O agente Brüder fechou o celular com um estalo e começou a chamar seus homens de volta para as vans.

– Langdon está fugindo – anunciou. – Vai pegar um jatinho particular para Genebra. O avião decola em pouco menos de uma hora de Lucca, 80 quilômetros a oeste daqui. Se formos rápidos, conseguiremos chegar lá antes da decolagem.

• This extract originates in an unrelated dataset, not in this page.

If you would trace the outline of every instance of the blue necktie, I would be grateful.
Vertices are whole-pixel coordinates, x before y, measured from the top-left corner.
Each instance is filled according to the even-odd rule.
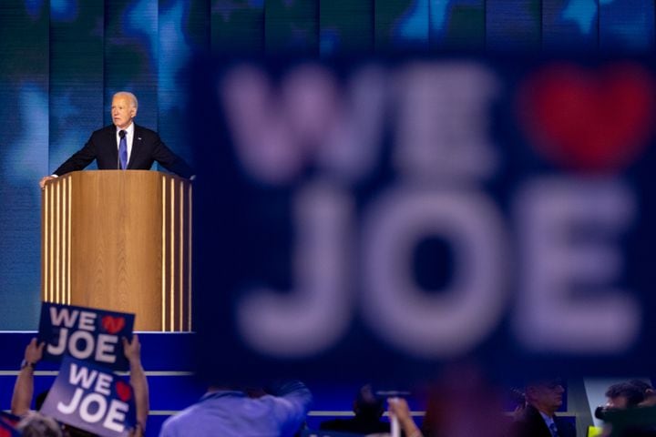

Nesse exato momento, um sedã Fiat alugado disparava no sentido norte pela Via dei Panzani, deixando a Piazza del Duomo para trás e avançando em direção à estação de trem de Florença, Santa Maria Novella.

No banco de trás, Langdon e Sienna se mantinham abaixados enquanto o Dr. Ferris ia na frente com o motorista. Reservar um voo pela NetJets tinha sido ideia de Sienna. Com sorte, aquilo proporcionaria pistas falsas suficientes para permitir que os três passassem em segurança pela estação de trem florentina, que, de outra forma, sem dúvida estaria abarrotada de policiais. Felizmente, Veneza ficava a apenas duas horas de trem e as viagens domésticas não exigiam passaporte.

Langdon olhou para Sienna, que parecia examinar o Dr. Ferris com um ar preocupado. Era óbvio que ele estava em agonia, com dificuldade para respirar, como se cada inspiração fosse um martírio.

Espero que ela esteja certa em relação à doença dele, pensou Langdon, olhando de esguelha para as erupções do homem à sua frente e imaginando todos os germes que pairavam no ar do pequeno carro apertado. Até as pontas dos dedos do Dr. Ferris pareciam inchadas e vermelhas. Langdon afastou essa preocupação da mente e olhou pela janela.

Já perto da estação, eles passaram pelo Grand Hotel Baglioni, que costumava abrigar os eventos de uma conferência de arte à qual Langdon comparecia todos os anos. Ao ver o hotel, ele se deu conta de que estava prestes a fazer algo que nunca tinha feito na vida.

Estou indo embora de Florença sem visitar o Davi.

Com um silencioso pedido de desculpas a Michelangelo, voltou os olhos para a estação ferroviária mais à frente... e os pensamentos para Veneza.